Microsoft went «out of cycle» for the WMF patch that they released last week, but they had other patches that they had scheduled for release this month.
Under the regular patch cycle, Microsoft releases security bulletins and patches for them midday on the second Tuesday of the month. On the Thursday before (actually, 3 business days before) they release a limited advance notice about the patches, and that notice is always at this address: https://www.microsoft.com/technet/security/bulletin/advance.mspx
According to the current advance notice plan, on Tuesday, Microsoft will release two «Critical» security updates, one for Windows and one «affecting Microsoft Exchange and Microsoft Office.» Both updates may require a reboot of the computer. The patches will be available as explicit downloads for each platform they affect and through Windows Update and Microsoft Update.
In addition, it appears that Microsoft will release a number of non-security updates which are, nevertheless, labeled «High-Priority».

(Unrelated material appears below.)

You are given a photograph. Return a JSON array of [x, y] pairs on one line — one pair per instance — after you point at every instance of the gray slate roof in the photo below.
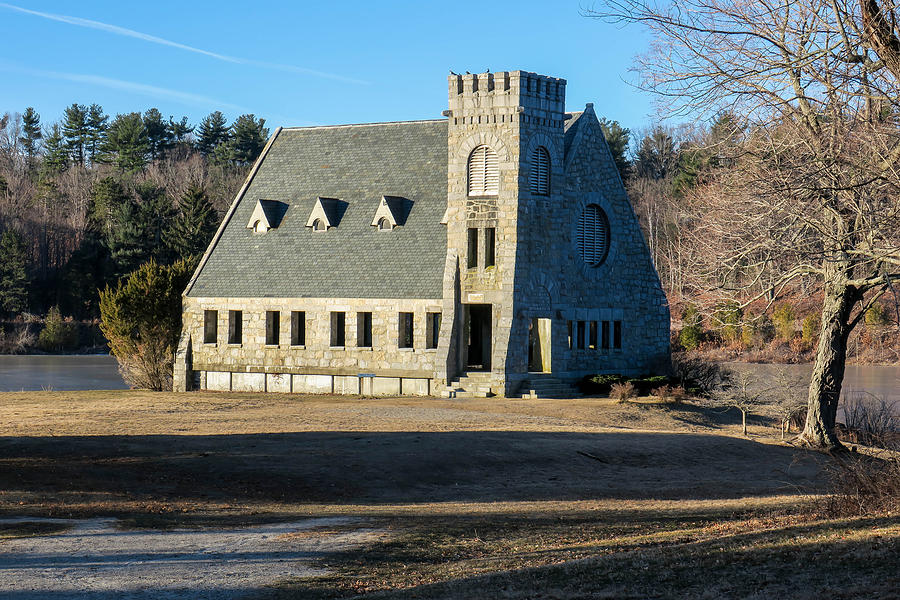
[[357, 164]]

Unless you were off visiting the moon you should know about last week’s major security story, a vulnerability in Windows’s handling of WMF (Windows MetaFile) files.
On Thursday, Microsoft released a patch for the vulnerability 5 days ahead of schedule. All indications are that the patch works well, but Microsoft only released a patch for Windows 2000, Windows XP, and Windows Server 2003. Virtually all earlier versions of Windows remain vulnerable in one degree or another. See the Microsoft Security Advisory for links to specific patches or use Windows Update.
Microsoft states that earlier versions of Windows, including Windows ME and Windows 98, are not critically affected by this vulnerability because there is no attack vector that is easily available, as there is with Windows XP. They might have said the same thing for Windows 2000, which also lacks a default component that could allow exploitation, but Windows 2000’s place as a current, mainstream product likely made it more important to Microsoft.
While there are strong mitigating factors and effective workarounds for this vulnerability, we (and Microsoft) strongly recommend installing it as soon as possible.
A WMF (Windows MetaFile) is a 16-bit graphics file format with both bitmap and vector information. It has been superceded by the 32-bit EMF (Enhanced Metafile) format for many years, but was very popular for clip art in its day.
Microsoft Update is a web service offered by Microsoft as an enhanced version of Windows Update. It offers updates for Windows and for other Microsoft products, including Microsoft Office.